Most of the birds are gone now. She is not sure when they began to disappear: elsewhere there have been huge die-offs, great waves of birds falling from the skies, yet here the process has been more gradual, species slowly disappearing, those that remain less numerous with each passing year. (2017: 43)
Forshall mourns the passing of species, a passing that is irreversible and the species irretrievable. McConaghy suggests that when the nonhumans disappear, humanity will be left all alone. The excerpts are rooted in a history of vanishing species, which is then projected as the imminent future in the characteristic catachronism of the contemporary climate crisis novel, but with the exception that in this future, mankind is likely to disappear too, a literary theme Greg Garrard terms ‘disanthropy’ (2012).

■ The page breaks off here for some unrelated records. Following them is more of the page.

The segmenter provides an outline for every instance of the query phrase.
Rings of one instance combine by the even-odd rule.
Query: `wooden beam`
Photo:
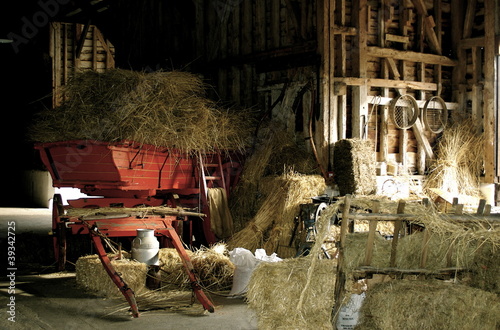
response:
[[[330,27],[333,34],[343,34],[346,36],[355,36],[358,33],[358,30],[355,27],[350,26],[337,26],[334,25]]]
[[[425,136],[424,125],[422,125],[420,118],[418,118],[415,124],[412,126],[412,130],[413,133],[415,134],[415,138],[417,139],[419,146],[422,147],[427,158],[433,159],[434,152],[432,151],[432,147],[431,144],[429,143],[429,140],[427,140],[427,137]]]
[[[345,83],[348,86],[368,85],[370,87],[381,88],[409,88],[416,90],[436,91],[438,86],[435,83],[423,83],[420,81],[391,80],[380,78],[355,78],[355,77],[335,77],[336,83]]]
[[[467,11],[465,12],[463,24],[463,39],[470,38],[470,36],[472,35],[472,27],[474,26],[474,18],[476,17],[476,2],[476,0],[467,1]]]
[[[484,90],[483,90],[483,116],[484,116],[484,182],[494,183],[499,174],[498,155],[496,155],[495,127],[498,118],[495,118],[495,0],[484,0]]]
[[[368,0],[353,0],[353,22],[358,29],[353,51],[354,75],[366,78],[368,71],[367,40],[368,40]],[[352,88],[352,137],[362,138],[364,121],[368,120],[368,92],[366,84]]]
[[[462,39],[460,40],[459,47],[461,49],[484,47],[484,37]]]
[[[372,57],[392,57],[395,60],[404,60],[409,62],[424,62],[426,64],[440,64],[443,66],[456,66],[458,61],[449,57],[435,54],[419,53],[413,51],[402,51],[390,48],[368,47],[368,56]]]
[[[407,44],[410,42],[410,37],[408,36],[398,36],[395,34],[389,34],[387,33],[385,35],[385,41],[392,41],[392,42],[399,42],[402,44]]]
[[[386,57],[385,61],[389,65],[389,69],[392,73],[392,77],[395,80],[399,80],[399,78],[401,78],[401,75],[399,74],[398,67],[396,66],[396,62],[394,61],[394,59],[392,57]]]
[[[427,40],[429,41],[429,47],[439,55],[442,54],[441,44],[439,43],[436,32],[434,31],[434,19],[432,16],[427,14],[427,7],[425,6],[424,0],[412,0],[413,5],[417,9],[417,12],[424,18],[424,29]]]

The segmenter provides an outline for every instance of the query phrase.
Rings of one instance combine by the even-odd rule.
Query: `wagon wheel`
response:
[[[446,103],[439,96],[433,96],[425,102],[422,111],[425,127],[432,133],[441,133],[448,121]]]
[[[389,114],[398,128],[410,128],[418,119],[419,109],[417,101],[411,95],[400,95],[391,101]]]
[[[64,214],[61,195],[55,194],[52,201],[52,240],[57,270],[62,271],[66,265],[66,224],[60,216]]]

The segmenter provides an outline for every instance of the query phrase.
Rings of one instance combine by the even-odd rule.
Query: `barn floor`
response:
[[[49,209],[0,208],[2,260],[7,259],[5,237],[12,221],[16,227],[15,294],[9,294],[11,283],[5,275],[10,271],[4,266],[0,280],[0,329],[257,329],[255,313],[243,299],[213,295],[213,314],[205,313],[195,303],[175,311],[145,311],[139,318],[132,318],[125,299],[89,295],[76,286],[74,272],[54,272],[49,267]],[[10,315],[6,313],[12,296],[15,323],[8,320]]]

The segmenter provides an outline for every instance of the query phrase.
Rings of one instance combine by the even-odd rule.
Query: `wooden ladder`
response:
[[[198,166],[199,166],[199,187],[200,197],[202,203],[201,212],[206,214],[203,221],[203,232],[208,244],[216,242],[216,237],[211,230],[210,226],[210,204],[208,199],[208,189],[210,188],[223,188],[228,194],[229,182],[225,176],[224,167],[222,164],[222,157],[220,153],[212,155],[209,159],[210,163],[204,162],[204,157],[201,152],[198,153]],[[229,176],[228,176],[229,177]]]

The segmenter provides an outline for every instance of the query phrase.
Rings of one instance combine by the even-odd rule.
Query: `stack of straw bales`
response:
[[[246,148],[249,112],[223,109],[205,90],[187,72],[84,71],[68,82],[60,107],[39,114],[31,139],[133,140],[186,152]]]
[[[335,143],[333,171],[340,195],[369,195],[377,187],[371,141],[344,139]]]

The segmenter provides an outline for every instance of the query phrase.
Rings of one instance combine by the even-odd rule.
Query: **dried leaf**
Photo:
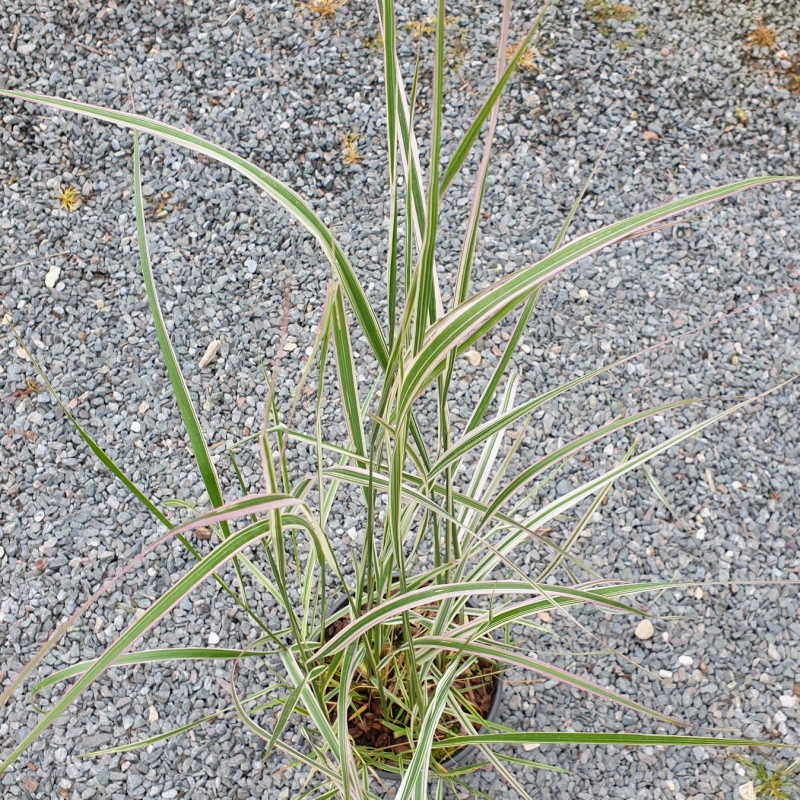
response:
[[[200,359],[201,369],[207,367],[217,357],[220,347],[222,347],[222,341],[220,339],[212,339],[208,343],[208,347],[206,347],[206,351]]]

The death of entire species, including the human, has been the subject of considerable literary interest in the era of climate crisis. Although Mary Shelley postulated an earth without humans in The Last Man (1826) and the planetary apocalypse that wipes out humanity is the subject of a novel as early as On the Beach (Nevil Shute 2010 [1957]), the concern with vanishing species has amplified. This decline narrative is everywhere: in different forms of literatur non-fictional works such as Elizabeth Kolbert's The Sixth Extinction (2014); studies of individual species vanishings such as Joel Greenberg's A Feathered River Across the Sky (2014) on the passenger pigeon; collections on vanished species such as Christopher Cokinos’ Hope Is the Thing with Feathers (2000); thought experiments like Alan Weisman's The World Without Us (2007); graphic texts like Brian Vaughan and Pia Guerra's Y: The Last Man (2002–2008); and the IUCN's Red List of endangered species arranged in a rising scale of risk and vulnerability, among others. Artwork on endangered species and extinction has also flourished as seen in Isabella Kirkland and the Extinction Art Project.